Despite a long history of investments in fossil fuels, global private equity firm Warburg Pincus is showing signs of cleaning up its image with a recent investment in ClimeCO, a decarbonization advisory firm specializing in carbon offsets, and a $320 million equity commitment in Viridi Energy, a renewable natural gas (RNG) company.
While at first glance these investments appear to be a move into clean energy for Warburg Pincus, carbon credits and RNG are inherently false solutions. The offsets (or carbon credits) market is largely unregulated and faces criticism from a range of stakeholders. In addition, so-called “renewable” natural gas is a costly, high carbon intensity, and relatively scarce “low-carbon” fuel.
Warburg Pincus announced in mid-2020 that it would cease investing in fossil-fuel-related companies in its upcoming flagship fund but then proceeded to acquire two new upstream fossil fuel assets late last year. The private equity firm has since continued to add on more drilling assets in 2022. Warburg Pincus has a long history of investing in dirty fossil fuel assets; as of 2021, the firm held around 30 energy companies, nearly 70 percent of which are upstream drilling and exploration assets.
Without disclosing metrics or details on emissions, Warburg Pincus’ 2021 ESG Report states 74 percent of its scope 1 and scope 2 portfolio emissions are from investments in the energy sector.
Private equity industry pledges on climate lack detail and provide no clear transition plan. Like Warburg Pincus, private equity firm Apollo made a similar announcement to move away from fossil fuels, and the Blackstone Group said it would avoid upstream investments. The Carlyle Group announced a Net Zero 2050 target but has also committed to maintaining investments in oil and gas.
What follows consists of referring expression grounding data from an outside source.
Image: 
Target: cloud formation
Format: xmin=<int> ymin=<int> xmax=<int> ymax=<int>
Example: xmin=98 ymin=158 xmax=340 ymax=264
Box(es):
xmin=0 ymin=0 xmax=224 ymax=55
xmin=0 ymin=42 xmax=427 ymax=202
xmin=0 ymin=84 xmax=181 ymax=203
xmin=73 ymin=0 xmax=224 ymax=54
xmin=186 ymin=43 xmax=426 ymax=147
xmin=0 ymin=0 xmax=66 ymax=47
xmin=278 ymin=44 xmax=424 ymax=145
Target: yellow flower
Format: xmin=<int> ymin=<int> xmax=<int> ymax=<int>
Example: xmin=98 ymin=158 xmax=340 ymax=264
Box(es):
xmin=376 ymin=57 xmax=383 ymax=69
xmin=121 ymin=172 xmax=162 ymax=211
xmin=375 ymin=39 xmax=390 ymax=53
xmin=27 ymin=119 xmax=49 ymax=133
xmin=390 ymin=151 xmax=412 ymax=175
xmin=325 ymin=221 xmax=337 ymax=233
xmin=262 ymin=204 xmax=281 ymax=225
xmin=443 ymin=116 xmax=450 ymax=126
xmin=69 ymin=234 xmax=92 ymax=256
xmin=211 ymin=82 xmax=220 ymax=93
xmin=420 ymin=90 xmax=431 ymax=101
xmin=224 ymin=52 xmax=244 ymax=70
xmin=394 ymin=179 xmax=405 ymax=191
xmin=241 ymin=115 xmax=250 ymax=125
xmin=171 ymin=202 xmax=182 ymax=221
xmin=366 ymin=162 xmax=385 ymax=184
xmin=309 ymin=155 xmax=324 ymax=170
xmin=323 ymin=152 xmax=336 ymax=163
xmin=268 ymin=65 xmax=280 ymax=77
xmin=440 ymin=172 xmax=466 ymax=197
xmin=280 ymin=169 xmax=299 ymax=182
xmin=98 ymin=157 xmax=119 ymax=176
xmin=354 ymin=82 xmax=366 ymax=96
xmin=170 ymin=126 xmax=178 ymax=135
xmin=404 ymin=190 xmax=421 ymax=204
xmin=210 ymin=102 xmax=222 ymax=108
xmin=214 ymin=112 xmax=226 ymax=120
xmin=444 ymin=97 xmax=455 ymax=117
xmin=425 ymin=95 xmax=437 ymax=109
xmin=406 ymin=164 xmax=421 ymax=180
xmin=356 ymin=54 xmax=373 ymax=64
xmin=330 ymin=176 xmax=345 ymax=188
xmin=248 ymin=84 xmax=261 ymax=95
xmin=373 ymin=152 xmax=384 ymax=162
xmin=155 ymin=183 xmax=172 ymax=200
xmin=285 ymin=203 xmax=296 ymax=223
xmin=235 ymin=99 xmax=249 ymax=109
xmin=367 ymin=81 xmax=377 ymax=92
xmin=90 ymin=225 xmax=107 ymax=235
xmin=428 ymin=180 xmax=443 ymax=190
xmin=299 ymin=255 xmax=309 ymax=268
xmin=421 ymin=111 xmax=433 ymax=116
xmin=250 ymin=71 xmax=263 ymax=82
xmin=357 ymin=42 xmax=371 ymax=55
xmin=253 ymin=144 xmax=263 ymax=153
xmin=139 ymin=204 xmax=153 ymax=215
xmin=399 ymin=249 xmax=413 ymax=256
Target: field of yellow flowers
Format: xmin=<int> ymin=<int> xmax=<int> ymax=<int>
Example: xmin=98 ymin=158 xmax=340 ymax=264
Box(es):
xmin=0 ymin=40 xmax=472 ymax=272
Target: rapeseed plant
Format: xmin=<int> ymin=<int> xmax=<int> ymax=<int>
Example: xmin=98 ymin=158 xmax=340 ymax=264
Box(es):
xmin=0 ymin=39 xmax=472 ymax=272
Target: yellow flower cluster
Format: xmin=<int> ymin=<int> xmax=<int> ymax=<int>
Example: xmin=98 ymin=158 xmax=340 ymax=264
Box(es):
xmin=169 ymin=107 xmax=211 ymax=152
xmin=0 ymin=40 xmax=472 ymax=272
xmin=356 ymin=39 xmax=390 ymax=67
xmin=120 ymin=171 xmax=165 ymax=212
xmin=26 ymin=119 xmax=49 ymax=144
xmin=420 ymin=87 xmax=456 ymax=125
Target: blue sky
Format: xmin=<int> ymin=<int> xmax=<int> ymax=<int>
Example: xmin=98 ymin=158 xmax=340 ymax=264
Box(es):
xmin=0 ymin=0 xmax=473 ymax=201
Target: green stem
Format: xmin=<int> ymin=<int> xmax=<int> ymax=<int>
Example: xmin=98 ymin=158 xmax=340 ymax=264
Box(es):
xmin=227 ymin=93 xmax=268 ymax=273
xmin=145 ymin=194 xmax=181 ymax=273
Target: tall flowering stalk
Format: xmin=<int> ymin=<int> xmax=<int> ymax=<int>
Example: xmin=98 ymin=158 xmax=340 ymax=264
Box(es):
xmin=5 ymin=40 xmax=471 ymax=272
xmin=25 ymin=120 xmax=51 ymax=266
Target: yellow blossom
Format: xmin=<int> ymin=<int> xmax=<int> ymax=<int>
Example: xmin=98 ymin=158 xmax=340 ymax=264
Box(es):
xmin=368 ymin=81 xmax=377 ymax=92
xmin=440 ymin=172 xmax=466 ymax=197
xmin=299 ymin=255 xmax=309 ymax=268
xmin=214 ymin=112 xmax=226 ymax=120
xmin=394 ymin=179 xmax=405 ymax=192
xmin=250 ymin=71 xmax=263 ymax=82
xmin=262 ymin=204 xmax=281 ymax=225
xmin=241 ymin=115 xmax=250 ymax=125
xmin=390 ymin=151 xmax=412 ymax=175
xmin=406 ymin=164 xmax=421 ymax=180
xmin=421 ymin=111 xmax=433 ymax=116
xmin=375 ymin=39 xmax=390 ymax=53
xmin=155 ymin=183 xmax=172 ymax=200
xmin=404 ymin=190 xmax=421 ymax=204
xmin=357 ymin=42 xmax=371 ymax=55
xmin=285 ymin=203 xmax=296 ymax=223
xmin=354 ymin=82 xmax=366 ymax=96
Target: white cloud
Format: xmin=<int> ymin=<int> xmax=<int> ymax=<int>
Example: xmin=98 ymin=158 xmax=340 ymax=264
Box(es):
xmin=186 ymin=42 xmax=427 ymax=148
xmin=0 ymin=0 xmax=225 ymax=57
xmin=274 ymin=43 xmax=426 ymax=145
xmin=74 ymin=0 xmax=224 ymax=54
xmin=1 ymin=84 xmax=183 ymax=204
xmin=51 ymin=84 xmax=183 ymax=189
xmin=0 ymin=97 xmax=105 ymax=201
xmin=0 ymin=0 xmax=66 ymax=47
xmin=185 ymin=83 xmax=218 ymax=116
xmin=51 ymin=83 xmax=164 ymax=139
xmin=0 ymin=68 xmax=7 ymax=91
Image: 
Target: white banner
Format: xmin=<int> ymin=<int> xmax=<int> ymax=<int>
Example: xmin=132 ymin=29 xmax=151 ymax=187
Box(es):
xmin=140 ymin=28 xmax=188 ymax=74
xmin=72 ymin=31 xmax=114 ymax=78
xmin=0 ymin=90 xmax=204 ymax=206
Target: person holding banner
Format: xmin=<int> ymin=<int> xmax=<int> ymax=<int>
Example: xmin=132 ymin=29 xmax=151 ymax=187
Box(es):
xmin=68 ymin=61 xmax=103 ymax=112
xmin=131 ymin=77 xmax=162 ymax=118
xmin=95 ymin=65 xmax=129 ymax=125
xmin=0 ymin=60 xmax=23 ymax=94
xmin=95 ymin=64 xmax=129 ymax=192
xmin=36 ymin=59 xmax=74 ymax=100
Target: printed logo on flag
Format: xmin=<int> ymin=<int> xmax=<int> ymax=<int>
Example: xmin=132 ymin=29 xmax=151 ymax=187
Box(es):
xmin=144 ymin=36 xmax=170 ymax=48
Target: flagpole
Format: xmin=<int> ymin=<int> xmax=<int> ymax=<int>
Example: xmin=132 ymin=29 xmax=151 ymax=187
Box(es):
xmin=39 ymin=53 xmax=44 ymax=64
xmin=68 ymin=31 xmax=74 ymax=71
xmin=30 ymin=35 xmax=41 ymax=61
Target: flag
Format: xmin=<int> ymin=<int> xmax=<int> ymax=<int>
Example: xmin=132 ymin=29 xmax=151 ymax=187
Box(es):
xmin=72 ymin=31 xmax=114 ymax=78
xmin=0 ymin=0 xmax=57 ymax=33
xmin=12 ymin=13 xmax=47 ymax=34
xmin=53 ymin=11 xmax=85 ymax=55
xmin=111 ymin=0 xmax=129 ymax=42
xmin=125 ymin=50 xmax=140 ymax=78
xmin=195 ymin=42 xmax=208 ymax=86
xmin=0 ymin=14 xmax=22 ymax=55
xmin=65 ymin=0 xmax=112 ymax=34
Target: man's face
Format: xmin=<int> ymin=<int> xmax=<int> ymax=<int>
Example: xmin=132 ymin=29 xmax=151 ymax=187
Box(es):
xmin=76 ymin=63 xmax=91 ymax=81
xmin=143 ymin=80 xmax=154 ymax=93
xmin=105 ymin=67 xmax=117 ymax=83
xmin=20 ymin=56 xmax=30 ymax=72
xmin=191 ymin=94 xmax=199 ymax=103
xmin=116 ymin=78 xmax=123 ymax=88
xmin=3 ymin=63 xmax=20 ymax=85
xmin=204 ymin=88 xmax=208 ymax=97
The buying and selling of carbon credits are utilized as a financial tool, but the environmental benefits are dubious. In fact,research shows carbon credits result in significant accounting, environmental, and community problems. Along with the issues associated with the undeveloped and underregulated offsets market, numerous studies show that most offset credits do not result in real emissions reductions.
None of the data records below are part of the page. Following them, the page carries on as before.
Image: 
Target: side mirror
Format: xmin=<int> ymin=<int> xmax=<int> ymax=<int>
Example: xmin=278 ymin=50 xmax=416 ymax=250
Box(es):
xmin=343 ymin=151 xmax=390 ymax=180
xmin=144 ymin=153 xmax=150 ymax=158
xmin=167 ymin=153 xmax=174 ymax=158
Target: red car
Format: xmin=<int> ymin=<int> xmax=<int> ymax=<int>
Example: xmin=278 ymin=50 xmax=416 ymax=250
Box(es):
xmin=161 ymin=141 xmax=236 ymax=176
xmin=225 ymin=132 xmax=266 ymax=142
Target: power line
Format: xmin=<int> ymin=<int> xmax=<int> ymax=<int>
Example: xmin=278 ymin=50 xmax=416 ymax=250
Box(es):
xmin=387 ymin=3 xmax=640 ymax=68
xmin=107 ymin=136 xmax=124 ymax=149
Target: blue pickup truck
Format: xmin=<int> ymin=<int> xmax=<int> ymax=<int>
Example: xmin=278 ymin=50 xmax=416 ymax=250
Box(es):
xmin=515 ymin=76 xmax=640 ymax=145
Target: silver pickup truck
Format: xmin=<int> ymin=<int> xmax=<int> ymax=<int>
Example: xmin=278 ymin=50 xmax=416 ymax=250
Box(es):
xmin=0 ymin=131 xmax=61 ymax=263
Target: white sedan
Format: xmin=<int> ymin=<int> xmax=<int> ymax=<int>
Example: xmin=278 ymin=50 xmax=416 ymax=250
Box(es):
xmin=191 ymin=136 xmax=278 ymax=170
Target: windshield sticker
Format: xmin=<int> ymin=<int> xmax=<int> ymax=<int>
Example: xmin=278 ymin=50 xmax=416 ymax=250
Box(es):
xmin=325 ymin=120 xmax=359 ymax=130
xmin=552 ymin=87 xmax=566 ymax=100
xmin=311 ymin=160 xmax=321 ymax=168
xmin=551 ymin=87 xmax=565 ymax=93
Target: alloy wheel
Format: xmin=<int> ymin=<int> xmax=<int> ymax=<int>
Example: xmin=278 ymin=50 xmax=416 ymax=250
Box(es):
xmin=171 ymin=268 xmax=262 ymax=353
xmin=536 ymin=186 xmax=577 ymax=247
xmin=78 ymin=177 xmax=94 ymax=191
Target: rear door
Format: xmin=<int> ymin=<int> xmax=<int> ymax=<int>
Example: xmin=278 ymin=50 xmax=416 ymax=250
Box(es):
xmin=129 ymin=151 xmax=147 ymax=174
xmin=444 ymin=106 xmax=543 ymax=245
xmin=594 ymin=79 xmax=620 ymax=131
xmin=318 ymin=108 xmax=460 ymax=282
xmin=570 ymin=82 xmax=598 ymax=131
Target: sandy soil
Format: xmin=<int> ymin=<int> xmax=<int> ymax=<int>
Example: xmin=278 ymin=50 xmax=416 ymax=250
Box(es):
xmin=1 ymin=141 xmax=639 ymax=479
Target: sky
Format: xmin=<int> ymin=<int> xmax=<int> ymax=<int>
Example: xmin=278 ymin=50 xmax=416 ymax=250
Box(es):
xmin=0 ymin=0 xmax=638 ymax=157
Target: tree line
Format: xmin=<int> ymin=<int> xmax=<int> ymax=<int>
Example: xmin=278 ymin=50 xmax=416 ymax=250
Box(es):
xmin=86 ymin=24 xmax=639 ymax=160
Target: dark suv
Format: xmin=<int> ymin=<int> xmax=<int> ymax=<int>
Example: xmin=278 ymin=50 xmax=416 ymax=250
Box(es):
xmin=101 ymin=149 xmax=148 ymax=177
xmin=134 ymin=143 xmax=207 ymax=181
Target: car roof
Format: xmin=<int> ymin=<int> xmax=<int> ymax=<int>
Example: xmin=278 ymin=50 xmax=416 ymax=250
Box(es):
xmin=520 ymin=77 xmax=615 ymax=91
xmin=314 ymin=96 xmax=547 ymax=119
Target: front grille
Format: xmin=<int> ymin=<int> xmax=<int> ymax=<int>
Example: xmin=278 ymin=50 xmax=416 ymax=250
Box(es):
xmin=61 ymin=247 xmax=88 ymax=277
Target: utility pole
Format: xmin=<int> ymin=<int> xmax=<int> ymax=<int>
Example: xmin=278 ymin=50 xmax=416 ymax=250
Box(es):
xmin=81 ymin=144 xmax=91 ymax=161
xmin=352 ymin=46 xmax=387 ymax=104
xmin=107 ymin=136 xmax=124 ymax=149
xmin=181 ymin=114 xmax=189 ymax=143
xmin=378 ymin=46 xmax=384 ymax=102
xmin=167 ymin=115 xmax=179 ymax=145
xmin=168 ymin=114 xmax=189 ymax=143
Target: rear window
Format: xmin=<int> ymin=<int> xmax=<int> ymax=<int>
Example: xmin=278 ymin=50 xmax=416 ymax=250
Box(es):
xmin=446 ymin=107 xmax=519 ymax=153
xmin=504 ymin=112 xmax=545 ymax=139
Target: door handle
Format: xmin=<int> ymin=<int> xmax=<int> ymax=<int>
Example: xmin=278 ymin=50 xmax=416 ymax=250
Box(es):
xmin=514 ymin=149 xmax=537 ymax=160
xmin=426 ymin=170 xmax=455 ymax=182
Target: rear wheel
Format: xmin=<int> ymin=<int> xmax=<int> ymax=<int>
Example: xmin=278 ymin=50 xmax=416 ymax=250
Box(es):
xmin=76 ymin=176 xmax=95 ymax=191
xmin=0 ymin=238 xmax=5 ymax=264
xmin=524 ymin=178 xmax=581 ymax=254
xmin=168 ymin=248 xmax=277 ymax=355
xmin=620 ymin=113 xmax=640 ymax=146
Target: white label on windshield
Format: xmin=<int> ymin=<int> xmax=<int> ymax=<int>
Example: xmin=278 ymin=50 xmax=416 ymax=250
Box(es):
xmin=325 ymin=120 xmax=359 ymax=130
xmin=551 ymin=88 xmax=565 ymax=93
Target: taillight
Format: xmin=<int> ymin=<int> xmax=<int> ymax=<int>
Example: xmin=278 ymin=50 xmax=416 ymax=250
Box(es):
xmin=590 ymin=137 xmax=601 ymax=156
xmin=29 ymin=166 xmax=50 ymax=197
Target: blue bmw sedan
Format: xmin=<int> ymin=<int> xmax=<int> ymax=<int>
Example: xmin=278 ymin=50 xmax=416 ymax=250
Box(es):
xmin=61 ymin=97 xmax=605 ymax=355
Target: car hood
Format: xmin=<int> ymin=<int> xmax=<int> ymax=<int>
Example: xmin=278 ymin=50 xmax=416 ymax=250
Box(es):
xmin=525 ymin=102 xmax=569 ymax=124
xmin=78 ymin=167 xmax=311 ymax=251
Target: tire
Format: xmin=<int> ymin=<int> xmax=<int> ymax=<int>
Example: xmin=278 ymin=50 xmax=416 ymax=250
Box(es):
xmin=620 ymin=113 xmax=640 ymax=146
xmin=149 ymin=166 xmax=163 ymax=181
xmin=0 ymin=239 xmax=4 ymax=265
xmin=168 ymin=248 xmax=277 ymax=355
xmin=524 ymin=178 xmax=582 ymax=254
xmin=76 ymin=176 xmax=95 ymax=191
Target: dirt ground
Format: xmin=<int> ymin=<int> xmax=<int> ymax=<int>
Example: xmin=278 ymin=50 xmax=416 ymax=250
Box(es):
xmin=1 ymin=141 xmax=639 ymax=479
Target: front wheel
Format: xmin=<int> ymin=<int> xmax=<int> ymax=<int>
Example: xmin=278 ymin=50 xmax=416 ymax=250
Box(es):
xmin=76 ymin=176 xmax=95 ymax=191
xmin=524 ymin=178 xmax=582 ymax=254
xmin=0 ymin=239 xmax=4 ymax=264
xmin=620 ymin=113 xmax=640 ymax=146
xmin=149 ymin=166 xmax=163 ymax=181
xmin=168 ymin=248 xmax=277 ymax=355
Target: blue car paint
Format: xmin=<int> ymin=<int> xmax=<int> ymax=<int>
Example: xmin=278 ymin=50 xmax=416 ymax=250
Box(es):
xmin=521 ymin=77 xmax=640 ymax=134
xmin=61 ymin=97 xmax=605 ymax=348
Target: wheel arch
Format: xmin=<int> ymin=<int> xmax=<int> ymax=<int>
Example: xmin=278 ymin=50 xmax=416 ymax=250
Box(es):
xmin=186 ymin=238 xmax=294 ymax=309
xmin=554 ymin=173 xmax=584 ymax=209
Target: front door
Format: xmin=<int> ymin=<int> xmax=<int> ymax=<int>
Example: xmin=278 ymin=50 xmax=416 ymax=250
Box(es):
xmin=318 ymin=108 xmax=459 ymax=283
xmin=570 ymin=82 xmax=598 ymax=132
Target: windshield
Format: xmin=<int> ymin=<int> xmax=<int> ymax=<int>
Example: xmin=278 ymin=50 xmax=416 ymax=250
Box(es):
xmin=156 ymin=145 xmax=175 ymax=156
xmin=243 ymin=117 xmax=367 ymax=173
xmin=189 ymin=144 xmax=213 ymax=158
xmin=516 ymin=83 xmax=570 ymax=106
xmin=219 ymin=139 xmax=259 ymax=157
Leading academic experts have concluded that if companies are to invest in offsets as a market tool towards decarbonization, it should be done only after cutting emissions as much as possible throughout the entirety of their business operations. Then, companies should only invest in offsets that focus on long-duration carbon removal rather than emissions avoidance.
Renewable Natural Gas
“Renewable” natural gas projects have seen a steady increase in the past ten years with investment firms and large energy companies investing as a way to decarbonize their operations and as a strategy to achieve net-zero goals.
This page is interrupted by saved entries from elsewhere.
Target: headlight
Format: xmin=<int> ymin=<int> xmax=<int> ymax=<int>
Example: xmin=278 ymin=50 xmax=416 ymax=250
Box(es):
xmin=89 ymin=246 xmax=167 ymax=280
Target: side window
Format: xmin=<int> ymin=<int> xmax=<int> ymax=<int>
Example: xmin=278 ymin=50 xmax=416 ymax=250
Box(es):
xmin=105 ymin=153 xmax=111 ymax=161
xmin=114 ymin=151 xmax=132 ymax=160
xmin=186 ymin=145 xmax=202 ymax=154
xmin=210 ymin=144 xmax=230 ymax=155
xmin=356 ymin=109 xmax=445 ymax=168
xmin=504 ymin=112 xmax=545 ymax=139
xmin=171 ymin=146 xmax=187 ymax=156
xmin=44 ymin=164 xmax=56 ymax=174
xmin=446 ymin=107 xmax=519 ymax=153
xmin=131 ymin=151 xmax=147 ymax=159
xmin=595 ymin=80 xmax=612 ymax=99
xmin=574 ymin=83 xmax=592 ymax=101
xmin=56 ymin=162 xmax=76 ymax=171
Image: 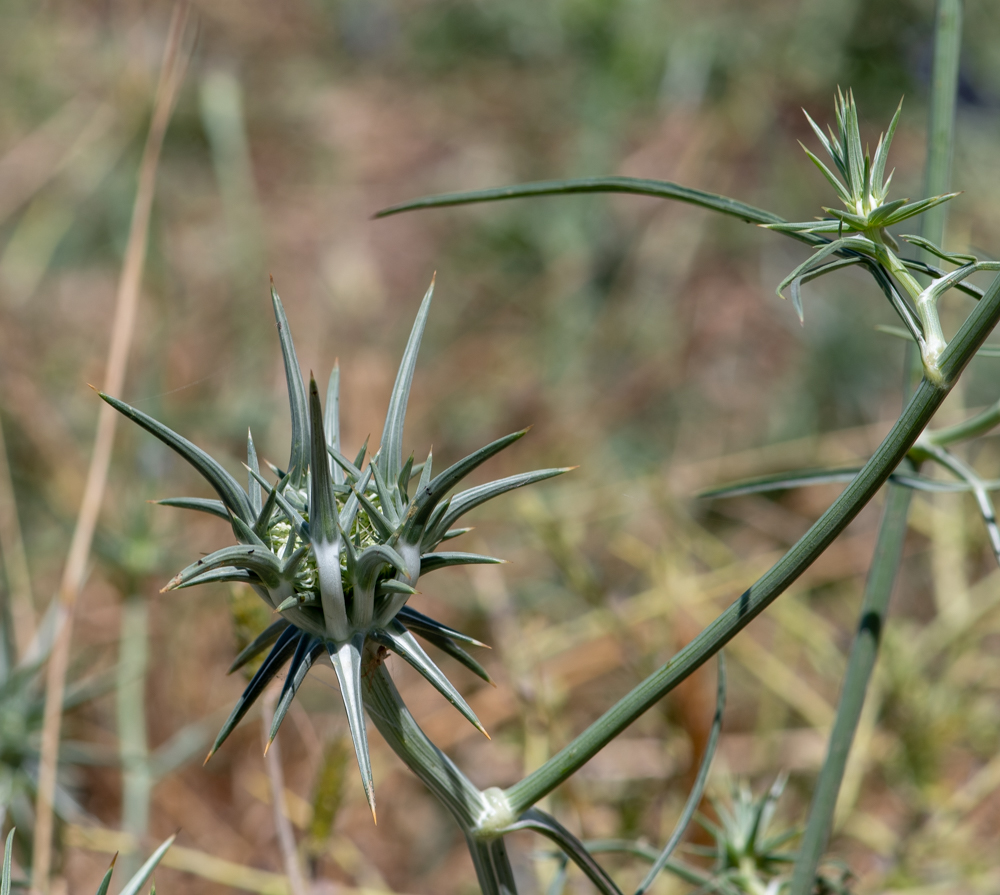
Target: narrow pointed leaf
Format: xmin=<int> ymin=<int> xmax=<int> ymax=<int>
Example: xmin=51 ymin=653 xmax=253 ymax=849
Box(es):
xmin=376 ymin=578 xmax=418 ymax=596
xmin=94 ymin=862 xmax=115 ymax=895
xmin=374 ymin=621 xmax=488 ymax=738
xmin=376 ymin=177 xmax=786 ymax=227
xmin=100 ymin=392 xmax=252 ymax=522
xmin=899 ymin=234 xmax=976 ymax=265
xmin=368 ymin=459 xmax=402 ymax=527
xmin=397 ymin=604 xmax=489 ymax=648
xmin=407 ymin=626 xmax=494 ymax=684
xmin=803 ymin=109 xmax=840 ymax=174
xmin=247 ymin=467 xmax=307 ymax=539
xmin=403 ymin=429 xmax=529 ymax=535
xmin=800 ymin=145 xmax=850 ymax=205
xmin=271 ymin=283 xmax=310 ymax=488
xmin=309 ymin=377 xmax=348 ymax=640
xmin=329 ymin=636 xmax=376 ymax=820
xmin=880 ymin=192 xmax=961 ymax=227
xmin=866 ymin=197 xmax=909 ymax=227
xmin=440 ymin=527 xmax=473 ymax=541
xmin=355 ymin=544 xmax=408 ymax=589
xmin=353 ymin=436 xmax=370 ymax=471
xmin=1 ymin=829 xmax=13 ymax=895
xmin=170 ymin=567 xmax=259 ymax=590
xmin=268 ymin=636 xmax=324 ymax=745
xmin=154 ymin=497 xmax=228 ymax=520
xmin=419 ymin=552 xmax=504 ymax=575
xmin=208 ymin=626 xmax=300 ymax=759
xmin=253 ymin=472 xmax=287 ymax=539
xmin=428 ymin=467 xmax=571 ymax=544
xmin=325 ymin=364 xmax=343 ymax=484
xmin=380 ymin=277 xmax=434 ymax=487
xmin=354 ymin=490 xmax=396 ymax=539
xmin=230 ymin=512 xmax=268 ymax=549
xmin=166 ymin=545 xmax=282 ymax=591
xmin=229 ymin=619 xmax=290 ymax=674
xmin=119 ymin=835 xmax=176 ymax=895
xmin=872 ymin=98 xmax=903 ymax=195
xmin=247 ymin=430 xmax=262 ymax=517
xmin=328 ymin=445 xmax=363 ymax=481
xmin=398 ymin=453 xmax=415 ymax=497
RNG has a mixed environmental record. It is a product of organic matter and is therefore considered biogas, which is interchangeable with conventional natural gas as a fuel. RNG is traditionally sourced from landfills, sewage plants, or livestock operations. Currently, many facilities have systems in place to capture these organic methane emissions and use them to power onsite operations. However, capturing the emissions to sell to a broader market raises a slew of concerns.
Creating markets for livestock operations’ emissions could create a perverse incentive to continue generating emissions rather than a focus on cutting emissions. Sequestering methane from livestock and selling for offsite use means pumping the gas through the same hazardous and leaky pipelines as conventional natural gas.
RNG is typically made of 90 percent methane gas, a high carbon intensity fuel that when burned in engines or stoves, still emits extremely harmful chemicals into communities and the land. While replacing some conventional natural gas with RNG could reduce net methane emissions, RNG does not provide a path to a net zero emissions energy system, as it doesn’t compare to limiting the use of high carbon intensity emitting fuels and transitioning to sustainable clean energy.
Private equity must transition
Warburg Pincus and other private equity firms have work to do in order to align with science-based climate targets and limit global warming to the 1.5 degree Celsius scenario. These firms must disclose their full portfolio and associated emissions; cease oil and gas expansion; disclose emissions reductions targets and progress; decommission oil and gas operations; and develop, execute, and report a clear and just portfolio-wide transition.